Collagenous colitis and eosinophilic gastritis in a 4-year old girl: a case report and review of the literature.
http://www.ncbi.nlm.nih.gov/pubmed/17718794

Collagenous colitis (CC), a form of microscopic colitis, is characterized by a thick subepithelial collagen layer in the colon in the presence of chronic nonbloody watery diarrhoea and macroscopically normal-appearing colonic mucosa. Typically affecting elderly adults, CC is rare in children with only 12 cases previously reported in the literature. We report the case of a 4-year-old girl with CC associated with eosinophilic gastritis, which was clinically responsive to treatment with ketotifen, a benzocycloheptathiophene derivative, and H(1) class of antihistamine that stabilizes mast cells and potentially impairs eosinophil migration to target organs. We review the published cases of paediatric-onset CC and summarize the links between eosinophils and CC in the clinical and basic science literature. CONCLUSION: CC is a rare cause of chronic diarrhoea in children and may relate to mast cell and eosinophil activity.

Enhanced histamine metabolism: a comparative analysis of collagenous colitis and food allergy with respect to the role of diet and NSAID use.
http://www.ncbi.nlm.nih.gov/pubmed/12755379

Increased colonic mucosal mast cells associated with severe watery diarrhea and microscopic colitis.
http://www.ncbi.nlm.nih.gov/pubmed/2766913

A patient with microscopic colitis, clearly identifiable by its histologic characteristics, is presented in whom the histology also revealed large numbers of mast cells. The patient was treated with H1 antagonists with prompt resolution of the diarrhea. The histologic and therapeutic findings in this case suggest the diarrhea and inflammation of microscopic colitis may be mediated by the degranulation of excessive numbers of mast cells in the colon and small bowel.
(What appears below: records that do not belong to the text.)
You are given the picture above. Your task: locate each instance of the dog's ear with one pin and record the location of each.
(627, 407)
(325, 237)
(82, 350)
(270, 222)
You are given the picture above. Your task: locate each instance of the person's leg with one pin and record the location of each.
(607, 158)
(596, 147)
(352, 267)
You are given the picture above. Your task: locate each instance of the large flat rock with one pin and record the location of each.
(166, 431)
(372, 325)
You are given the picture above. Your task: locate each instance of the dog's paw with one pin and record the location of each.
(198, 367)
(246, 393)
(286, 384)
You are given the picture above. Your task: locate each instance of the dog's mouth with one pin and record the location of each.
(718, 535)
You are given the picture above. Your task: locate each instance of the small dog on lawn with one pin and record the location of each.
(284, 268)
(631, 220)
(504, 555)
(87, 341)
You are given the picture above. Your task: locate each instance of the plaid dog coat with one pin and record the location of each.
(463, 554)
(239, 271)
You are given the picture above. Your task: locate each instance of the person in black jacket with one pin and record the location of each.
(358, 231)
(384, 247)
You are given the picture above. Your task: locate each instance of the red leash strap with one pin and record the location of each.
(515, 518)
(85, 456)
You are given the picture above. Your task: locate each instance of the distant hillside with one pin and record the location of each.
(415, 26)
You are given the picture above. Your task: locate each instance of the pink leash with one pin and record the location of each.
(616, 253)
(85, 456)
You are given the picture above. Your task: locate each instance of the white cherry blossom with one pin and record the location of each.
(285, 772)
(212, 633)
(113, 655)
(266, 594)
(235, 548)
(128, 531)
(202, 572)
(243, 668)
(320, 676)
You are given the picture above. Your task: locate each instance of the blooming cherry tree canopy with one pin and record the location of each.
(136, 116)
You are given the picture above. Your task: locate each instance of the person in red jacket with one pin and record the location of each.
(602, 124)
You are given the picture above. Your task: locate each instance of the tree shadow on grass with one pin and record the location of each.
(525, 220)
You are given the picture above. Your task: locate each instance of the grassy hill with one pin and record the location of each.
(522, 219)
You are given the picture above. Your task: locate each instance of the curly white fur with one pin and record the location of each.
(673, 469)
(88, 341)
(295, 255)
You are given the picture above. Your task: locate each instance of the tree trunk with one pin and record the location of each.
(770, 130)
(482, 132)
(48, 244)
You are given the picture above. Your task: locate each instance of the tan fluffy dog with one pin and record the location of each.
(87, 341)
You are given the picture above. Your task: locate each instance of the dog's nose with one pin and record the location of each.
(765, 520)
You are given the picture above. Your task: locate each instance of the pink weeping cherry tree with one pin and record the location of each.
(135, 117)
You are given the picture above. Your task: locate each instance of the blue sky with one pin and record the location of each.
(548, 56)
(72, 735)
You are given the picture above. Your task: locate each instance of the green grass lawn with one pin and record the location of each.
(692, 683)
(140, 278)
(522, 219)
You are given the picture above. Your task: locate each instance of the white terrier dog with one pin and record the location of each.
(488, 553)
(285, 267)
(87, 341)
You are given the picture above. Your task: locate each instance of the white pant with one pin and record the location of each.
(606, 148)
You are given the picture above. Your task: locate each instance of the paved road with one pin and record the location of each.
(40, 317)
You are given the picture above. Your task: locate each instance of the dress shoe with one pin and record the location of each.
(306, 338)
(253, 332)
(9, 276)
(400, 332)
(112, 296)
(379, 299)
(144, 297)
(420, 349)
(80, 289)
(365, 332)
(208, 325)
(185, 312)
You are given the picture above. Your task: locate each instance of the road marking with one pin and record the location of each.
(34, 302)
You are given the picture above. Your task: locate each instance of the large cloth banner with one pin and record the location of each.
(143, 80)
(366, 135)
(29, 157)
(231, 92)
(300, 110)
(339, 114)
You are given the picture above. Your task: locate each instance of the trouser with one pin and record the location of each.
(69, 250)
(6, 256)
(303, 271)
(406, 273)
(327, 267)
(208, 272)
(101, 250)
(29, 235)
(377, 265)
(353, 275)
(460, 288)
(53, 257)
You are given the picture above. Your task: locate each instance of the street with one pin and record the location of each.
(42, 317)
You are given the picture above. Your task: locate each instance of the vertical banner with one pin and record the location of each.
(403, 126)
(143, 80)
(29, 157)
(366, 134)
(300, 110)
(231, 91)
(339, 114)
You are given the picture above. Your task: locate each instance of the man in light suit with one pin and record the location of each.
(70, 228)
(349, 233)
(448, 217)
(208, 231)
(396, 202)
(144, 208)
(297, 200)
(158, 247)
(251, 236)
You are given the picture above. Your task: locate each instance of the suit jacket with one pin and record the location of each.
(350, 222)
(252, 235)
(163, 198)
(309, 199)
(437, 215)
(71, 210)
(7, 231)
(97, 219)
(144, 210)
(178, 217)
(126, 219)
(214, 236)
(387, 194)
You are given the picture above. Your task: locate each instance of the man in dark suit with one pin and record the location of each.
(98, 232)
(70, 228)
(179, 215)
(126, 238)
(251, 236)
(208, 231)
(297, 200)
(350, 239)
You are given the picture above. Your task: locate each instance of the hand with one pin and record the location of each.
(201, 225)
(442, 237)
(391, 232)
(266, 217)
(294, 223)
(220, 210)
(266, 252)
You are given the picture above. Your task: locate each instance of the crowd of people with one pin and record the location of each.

A novel enteropathy with partial villous atrophy, microscopic colitis, and pemphigoid change.
http://www.ncbi.nlm.nih.gov/pubmed/2661662

Microscopic colitis associated with gluten-resistant partial villous atrophy was documented in a 21-year-old woman with chronic nonbloody diarrhea. Electron microscopic examination of the colonic and duodenal biopsies showed focal separations of basal lamina from cryptal epithelial cells forming subepithelial blebs in which were mast cells and fibroblasts. These morphologic features have not been previously described in any inflammatory bowel disease and are reminiscent of bullous pemphigoid of the skin. The findings suggest that not all cases of microscopic colitis lie within the spectrum of collagenous colitis.